Because many of Bill’s hiring choices were disastrous, he got in plenty of practice at subsequently firing them. He was impervious to any suggestions, however diplomatically put, about his judgement, and equally resistant to criticism about the manner in which he eradicated his own errors. The sight of an inadequate employee was a living reminder of Bill’s own inadequacies, and he could not endure it. The only way, he had discovered, to avoid confronting his mistakes was to summon the employee in question to his office – paperwork already in place – smile, sack them, smile again and show them the door.

Which was exactly what he planned to do, this cool April day, to Rosa Boyd. Rosa was twenty-six, perfectly capable at her job, and a good-looking redhead if you liked your women on the big side and redheaded into the bargain. The reason for sacking Rosa was not the one Bill planned to give her, smilingly and briefly. He was going to tell her that she was not, he regretted, suited to public relations work because she lacked the patience to build up a relationship with a client that could take, oh, five or six years in some cases, with the client behaving most capriciously from the outset. What he was not going to tell her was that the company’s figures, drawn up as they always were in anticipation of the end of a tax year, were alarmingly poor, and that he had decided -against his accountant’s advice – to sack two members of staff because to sack one would have looked like victimisation. And so, Victor Basinger was to take early retirement – fifty-four was too old, anyway, for the PR game – and Rosa Boyd was to go.

Bill stood by the window of his office, contemplating the blank view of the adjoining building it afforded, and rehearsed what he would say to Rosa. He had to be careful to adjust his tone to precisely the right pitch because even a hint of too much of anything might betray his uncomfortable knowledge that, for all professional and practical reasons, it should not be Rosa Boyd walking into his office to be sacked, but Heidi Kingsmill. The difficulty was that Heidi was an aggressive and volatile personality who had, five years before and by sheer fluke, brought the company one of its most reliably lucrative accounts. The fact that Heidi had done absolutely nothing constructive since, and was an emotional liability, could not be admitted. Nor could the fact that Bill had spent an energetic night with Heidi after an office Christmas party four years before and, although Heidi had not as yet exploited this fact, she made it perfectly plain that she always – if pushed – could. Bill’s wife had invested some of her private money in his company, and might be required, shortly, to invest more, and she was a woman who set a great, even hysterical, store by fidelity. So, all in all, it was Rosa Boyd who had to go, in order to keep a space of clear blue water between Heidi Kingsmill and Mrs Moreton.

Bill heard a sound behind him. Rosa Boyd was standing in his office doorway, her right hand resting on the doorknob. She wore jeans and an orange tweed jacket and boots with immensely high heels. Her hair was loose. She looked to Bill about eight foot tall and mildly alarming.
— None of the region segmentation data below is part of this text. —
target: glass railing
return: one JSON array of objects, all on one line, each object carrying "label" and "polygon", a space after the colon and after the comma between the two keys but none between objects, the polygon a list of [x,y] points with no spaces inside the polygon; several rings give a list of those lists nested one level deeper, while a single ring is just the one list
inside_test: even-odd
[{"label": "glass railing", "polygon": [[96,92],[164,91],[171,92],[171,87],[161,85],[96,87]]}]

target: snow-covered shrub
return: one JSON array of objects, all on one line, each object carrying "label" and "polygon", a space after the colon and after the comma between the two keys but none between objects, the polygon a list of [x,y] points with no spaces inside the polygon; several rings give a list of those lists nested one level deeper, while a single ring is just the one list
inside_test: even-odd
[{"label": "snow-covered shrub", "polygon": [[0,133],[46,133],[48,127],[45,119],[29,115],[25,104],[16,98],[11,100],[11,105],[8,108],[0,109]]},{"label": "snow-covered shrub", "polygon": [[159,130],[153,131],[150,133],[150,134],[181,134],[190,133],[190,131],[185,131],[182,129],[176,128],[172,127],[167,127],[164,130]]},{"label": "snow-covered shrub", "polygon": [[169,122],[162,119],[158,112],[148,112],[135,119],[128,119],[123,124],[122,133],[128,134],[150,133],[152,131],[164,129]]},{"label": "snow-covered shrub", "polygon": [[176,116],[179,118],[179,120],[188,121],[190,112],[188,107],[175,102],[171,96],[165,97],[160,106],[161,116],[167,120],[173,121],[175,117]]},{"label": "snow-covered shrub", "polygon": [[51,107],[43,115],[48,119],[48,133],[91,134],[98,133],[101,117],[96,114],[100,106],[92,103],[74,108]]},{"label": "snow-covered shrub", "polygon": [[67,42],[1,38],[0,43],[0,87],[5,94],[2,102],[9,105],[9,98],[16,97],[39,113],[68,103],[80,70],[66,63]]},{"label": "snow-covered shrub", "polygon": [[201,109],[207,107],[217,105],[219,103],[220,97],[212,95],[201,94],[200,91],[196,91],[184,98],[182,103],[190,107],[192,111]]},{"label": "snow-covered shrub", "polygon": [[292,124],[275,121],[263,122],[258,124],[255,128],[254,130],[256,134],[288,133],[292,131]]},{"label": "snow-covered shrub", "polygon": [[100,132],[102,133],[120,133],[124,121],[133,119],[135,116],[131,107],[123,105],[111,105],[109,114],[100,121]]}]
‘Rosa!’ Bill said. He smiled. ‘Hello’.

Rosa said nothing.

Bill moved round his desk and patted the chair nearest to Rosa invitingly. ‘Sit down’. Rosa didn’t move.

‘Sit, Rosa,’ Bill said, still smiling. ‘This won’t take a minute’.

Rosa gave a small sigh, and relaxed on to one leg.

‘Come in,’ Bill said. ‘Come in and shut the door. This is just between you and me. We don’t want the office hearing, do we?’

‘They know,’ Rosa said.

Bill swallowed. He patted the chair again.

He opened his mouth to speak, but Rosa said, before he could begin, ‘They’re taking bets. On how quickly you’ll do it’.

Bill looked at the opposite wall.

‘I’m going to win,’ Rosa said. ‘I said it’d be under a minute. And I’m right’.